Point géostationnaire en vert sur l'orbite en vis-à-vis du point brun sur la Terre

L'orbite géostationnaire, abrégée GEO (geostationary orbit) est une orbite située à 35 786 km d'altitude au-dessus de l'équateur de la Terre, dans le plan équatorial et d'une excentricité orbitale nulle. C'est un cas particulier de l'orbite géosynchrone. Elle est parfois appelée orbite de Clarke ou ceinture de Clarke, du nom de l'auteur britannique de science-fiction Arthur C. Clarke qui, le premier, eut l'idée d'un réseau de satellites utilisant cette orbite.

Particularité

En plus de la caractéristique de l'orbite géosynchrone qui fait qu'un corps se trouvant sur cette orbite possède une période de révolution très exactement égale à la période de rotation de la Terre sur elle-même (23 heures 56 minutes et 4,1 secondes), l'orbite géostationnaire s'inscrit dans le plan équatorial de la Terre. Cette propriété supplémentaire fait que tout corps en orbite géostationnaire paraît immobile par rapport à tout point de la Terre.

Cette caractéristique est particulièrement importante pour les satellites de télécommunications ou de diffusion de télévision. La position du satellite semblant immobile, un équipement de réception muni d'une antenne fixe pointant dans la direction du satellite géostationnaire suffira pour capter ses émissions.

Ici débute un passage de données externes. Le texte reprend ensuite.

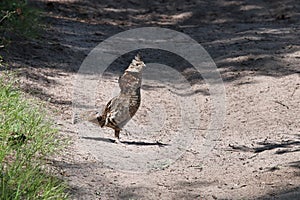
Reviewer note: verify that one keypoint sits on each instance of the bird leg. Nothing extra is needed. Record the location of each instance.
(117, 135)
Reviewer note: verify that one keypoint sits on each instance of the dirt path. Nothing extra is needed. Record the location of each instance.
(255, 45)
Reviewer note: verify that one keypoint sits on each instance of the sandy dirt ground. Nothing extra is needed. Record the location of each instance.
(256, 47)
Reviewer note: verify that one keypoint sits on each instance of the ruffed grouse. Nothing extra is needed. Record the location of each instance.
(120, 109)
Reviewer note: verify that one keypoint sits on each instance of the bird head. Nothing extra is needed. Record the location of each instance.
(136, 65)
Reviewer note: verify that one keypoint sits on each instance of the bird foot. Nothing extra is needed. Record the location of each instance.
(117, 141)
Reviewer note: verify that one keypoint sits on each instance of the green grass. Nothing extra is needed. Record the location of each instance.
(26, 140)
(18, 19)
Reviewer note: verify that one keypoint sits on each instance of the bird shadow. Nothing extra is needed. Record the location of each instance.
(137, 143)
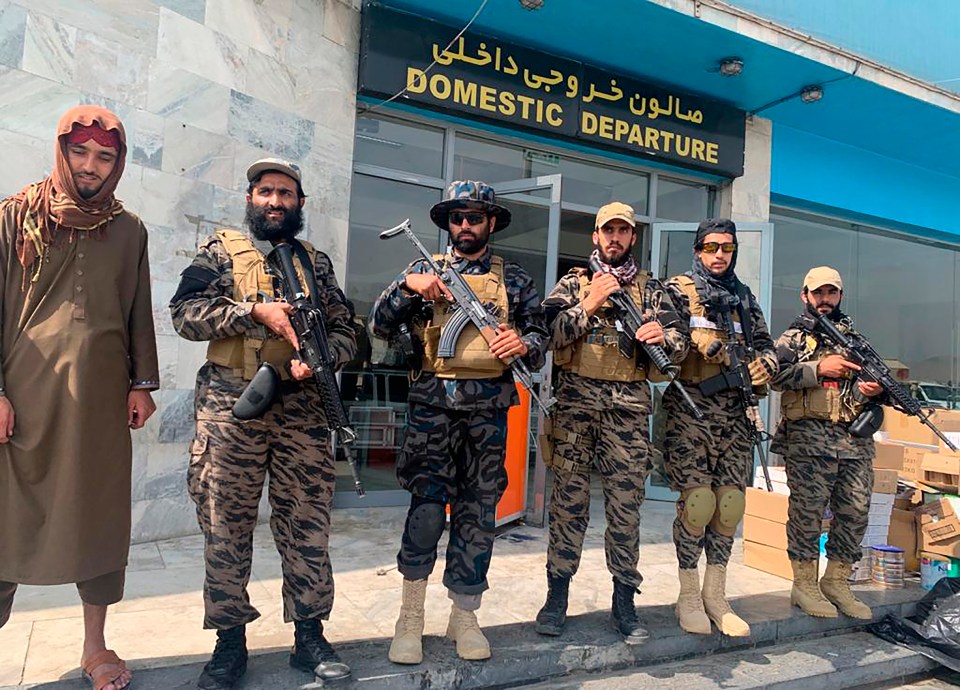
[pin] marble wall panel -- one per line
(132, 23)
(111, 69)
(32, 105)
(191, 9)
(260, 125)
(261, 25)
(195, 48)
(49, 48)
(13, 29)
(187, 97)
(192, 152)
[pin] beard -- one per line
(267, 230)
(471, 245)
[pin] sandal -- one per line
(104, 668)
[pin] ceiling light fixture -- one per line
(731, 67)
(811, 94)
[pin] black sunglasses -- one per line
(473, 217)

Pour la couverture de l'Europe, c'est principalement Eutelsat qui assure cette mission avec de nombreux satellites en orbite.

Cette orbite est également utilisée pour l'observation de la Terre depuis une position fixe dans l'espace. C'est le cas pour les satellites météorologiques géostationnaires, dont les Meteosat pour l'Europe.

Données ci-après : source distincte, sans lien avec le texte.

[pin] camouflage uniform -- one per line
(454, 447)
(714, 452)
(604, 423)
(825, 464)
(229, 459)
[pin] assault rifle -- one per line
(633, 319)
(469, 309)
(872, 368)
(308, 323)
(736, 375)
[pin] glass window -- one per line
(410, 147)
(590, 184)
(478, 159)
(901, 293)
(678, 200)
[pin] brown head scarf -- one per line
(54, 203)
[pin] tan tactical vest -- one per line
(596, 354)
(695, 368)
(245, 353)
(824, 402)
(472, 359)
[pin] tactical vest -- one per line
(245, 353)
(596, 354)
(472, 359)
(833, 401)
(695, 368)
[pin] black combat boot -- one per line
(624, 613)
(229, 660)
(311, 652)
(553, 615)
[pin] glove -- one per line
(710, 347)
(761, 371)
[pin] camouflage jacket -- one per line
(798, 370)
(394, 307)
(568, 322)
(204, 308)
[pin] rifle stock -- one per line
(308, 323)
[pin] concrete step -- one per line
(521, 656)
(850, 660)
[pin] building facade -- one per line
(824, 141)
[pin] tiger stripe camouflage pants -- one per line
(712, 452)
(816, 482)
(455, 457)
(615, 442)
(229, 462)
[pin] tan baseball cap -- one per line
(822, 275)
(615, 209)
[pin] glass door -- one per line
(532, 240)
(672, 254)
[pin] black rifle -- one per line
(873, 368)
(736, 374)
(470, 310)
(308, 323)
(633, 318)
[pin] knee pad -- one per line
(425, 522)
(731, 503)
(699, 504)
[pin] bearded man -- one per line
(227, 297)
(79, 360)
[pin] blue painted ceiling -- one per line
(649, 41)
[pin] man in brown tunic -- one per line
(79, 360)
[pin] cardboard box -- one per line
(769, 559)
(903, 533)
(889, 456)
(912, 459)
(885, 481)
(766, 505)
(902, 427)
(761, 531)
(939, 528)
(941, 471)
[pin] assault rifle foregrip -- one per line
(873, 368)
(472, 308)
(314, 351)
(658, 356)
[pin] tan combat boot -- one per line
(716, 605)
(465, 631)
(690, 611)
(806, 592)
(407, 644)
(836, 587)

Les satellites géostationnaires sont nécessairement situés à la verticale ou au zénith d'un point de l'équateur ou, en d'autres termes, situés dans le plan équatorial de la Terre. On entend parfois parler abusivement de « satellite géostationnaire au-dessus de l'Europe » : il faut entendre par là « satellite en orbite géostationnaire visible depuis l'Europe ».

Mais le satellite ne va pas rester stable à cette position et dérivera sous l'influence de plusieurs effets, dont les irrégularités gravitationnelles et du potentiel géodynamique de la Terre, la pression de radiation solaire, l'attraction lunaire, etc. Ces dérives se feront dans le sens est-ouest mais aussi nord-sud (variation de l'inclinaison). Il existe néanmoins sur l'orbite géostationnaire deux positions stables pour ce qui concerne les dérives est-ouest situées à 75 °E et 105 °O. De même, il existe deux positions instables à 11 °O et 162 °E. Le maintien en position géostationnaire nécessite donc des manœuvres de correction d'orbite dans les deux directions nord-sud et est-ouest. Les conventions internationales demandent une précision de positionnement de 0,05 ° à 0,1 ° dans les deux directions, soit de 35 à 75 kilomètres au niveau de l'orbite. Ces manœuvres consomment des ergols et leur épuisement est la cause principale de fin de vie du satellite. Il est alors remonté sur une orbite de rebut plus éloignée de la Terre ou parfois laissé à lui-même et il tendra alors à se fixer en un des points stables.

Il résulte de la remarque précédente, que l'orbite géostationnaire est une construction humaine artificielle et qu'aucun corps céleste (astéroïde...) ne peut s'y trouver autour de la terre mais une exception existe, la lune Charon de Pluton a une orbite géostationnaire.